Playground for reference


Solution

  • With Rc you will be able to build the sequence of tokens in a function and return it, because the tokens own (in a shared fashion) the operators they need.

    fn build_with_rc() -> Vec<TokenWithRc> {
        let add = Operator(String::from("+"));
        let cx = ContextWithRc {
            operators: vec![Rc::new(add)],
        };
        vec![
            TokenWithRc::Number(1.0),
            TokenWithRc::Operator(cx.operators[0].clone()),
            TokenWithRc::Number(2.0),
            TokenWithRc::Operator(cx.operators[0].clone()),
            TokenWithRc::Number(3.0),
        ]
    }
    

    On the other hand, with lifetimes, you cannot express an equivalent function.

    fn build_with_lifetime() -> Vec<TokenWithLifetime<'???>> { // which lifetime?
        // ...
    }
    

    but you could consider passing the context

    fn build_with_lifetime<'a>(
        cx: &'a ContextWithLifetime<'a>
    ) -> Vec<TokenWithLifetime<'a>> {
        vec![
            TokenWithLifetime::Number(1.0),
            TokenWithLifetime::Operator(cx.operators[0]),
            TokenWithLifetime::Number(2.0),
            TokenWithLifetime::Operator(cx.operators[0]),
            TokenWithLifetime::Number(3.0),
        ]
    }
    

    But, since the sequence of tokens keeps a reference to the context, you won't be able to mutate the context while the sequence of tokens exists.

        let add = Operator(String::from("+"));
        let mut cx = ContextWithLifetime {
            operators: vec![&add],
        };
        let tokens = build_with_lifetime(&cx);
        let sub = Operator(String::from("-"));
        cx.operators.push(&sub); // !!! ERROR
        // cannot borrow `cx.operators` as mutable
        // because it is also borrowed as immutable
        println!("{tokens:?}");
    

    In the end, it depends on the intended usage of the context. If it is build once for all and can stay immutable till the end of the algorithm using the tokens, then the lifetime solution is perfect. On the other hand, if the context is supposed to be mutated while the tokens still exists, then the Rc solution is probably better.

    An alternative way would be to use indices (used with cx.operators) instead of references, but you need to be extra-careful when mutating this vector, especially if you remove some operators.

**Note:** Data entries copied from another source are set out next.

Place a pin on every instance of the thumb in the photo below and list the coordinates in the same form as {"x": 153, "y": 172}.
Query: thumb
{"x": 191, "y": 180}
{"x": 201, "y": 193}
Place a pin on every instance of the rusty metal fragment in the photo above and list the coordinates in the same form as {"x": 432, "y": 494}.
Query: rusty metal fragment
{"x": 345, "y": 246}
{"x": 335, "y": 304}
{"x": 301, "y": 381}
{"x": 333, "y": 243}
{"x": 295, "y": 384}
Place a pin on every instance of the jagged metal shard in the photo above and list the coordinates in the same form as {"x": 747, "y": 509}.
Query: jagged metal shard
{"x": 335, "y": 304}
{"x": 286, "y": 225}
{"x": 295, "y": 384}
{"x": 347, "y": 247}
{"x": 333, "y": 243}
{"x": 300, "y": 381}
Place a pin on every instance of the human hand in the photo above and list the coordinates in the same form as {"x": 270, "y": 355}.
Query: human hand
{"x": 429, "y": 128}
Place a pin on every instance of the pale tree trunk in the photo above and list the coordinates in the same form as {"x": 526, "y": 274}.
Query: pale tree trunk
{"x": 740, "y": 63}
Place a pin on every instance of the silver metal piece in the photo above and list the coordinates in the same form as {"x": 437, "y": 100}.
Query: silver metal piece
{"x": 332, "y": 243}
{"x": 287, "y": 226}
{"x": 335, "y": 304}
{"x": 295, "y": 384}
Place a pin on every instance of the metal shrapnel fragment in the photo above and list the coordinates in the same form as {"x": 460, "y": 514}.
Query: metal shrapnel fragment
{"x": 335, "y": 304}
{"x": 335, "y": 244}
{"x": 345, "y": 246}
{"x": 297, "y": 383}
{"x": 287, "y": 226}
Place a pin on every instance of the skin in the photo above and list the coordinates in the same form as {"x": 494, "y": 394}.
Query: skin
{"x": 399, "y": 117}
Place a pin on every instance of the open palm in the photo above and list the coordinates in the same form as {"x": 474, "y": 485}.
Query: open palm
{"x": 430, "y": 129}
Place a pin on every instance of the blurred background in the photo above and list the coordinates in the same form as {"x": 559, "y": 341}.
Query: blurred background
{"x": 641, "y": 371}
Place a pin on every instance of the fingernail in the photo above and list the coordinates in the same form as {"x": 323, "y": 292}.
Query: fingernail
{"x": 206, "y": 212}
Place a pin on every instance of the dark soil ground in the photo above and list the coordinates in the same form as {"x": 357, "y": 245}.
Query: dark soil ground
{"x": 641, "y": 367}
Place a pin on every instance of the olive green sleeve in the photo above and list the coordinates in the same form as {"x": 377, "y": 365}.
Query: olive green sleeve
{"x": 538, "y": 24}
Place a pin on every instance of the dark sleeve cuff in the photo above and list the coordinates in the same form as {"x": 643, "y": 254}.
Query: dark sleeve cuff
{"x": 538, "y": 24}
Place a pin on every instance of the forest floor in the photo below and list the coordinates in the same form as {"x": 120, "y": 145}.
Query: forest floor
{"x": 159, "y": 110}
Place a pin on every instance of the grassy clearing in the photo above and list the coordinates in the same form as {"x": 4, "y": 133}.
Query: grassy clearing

    You asked about any downsides in terms of performances. In theory, Rc implies one more indirection when accessing the structure, and a more fragmented memory layout (hard to prefetch), because each structure is heap-allocated independently. However, in practice, the difference may not be noticeable because the problem is a graph (AST) traversal in which nothing is predictable (in terms of prefetch) when travelling from one node to another. Randomly jumping through well-packed operators in an array is not very different from jumping though many fragmented allocations (except in terms of TLB miss eventually); it would be important in the case of a perfectly regular traversal, where prefetch could help a lot.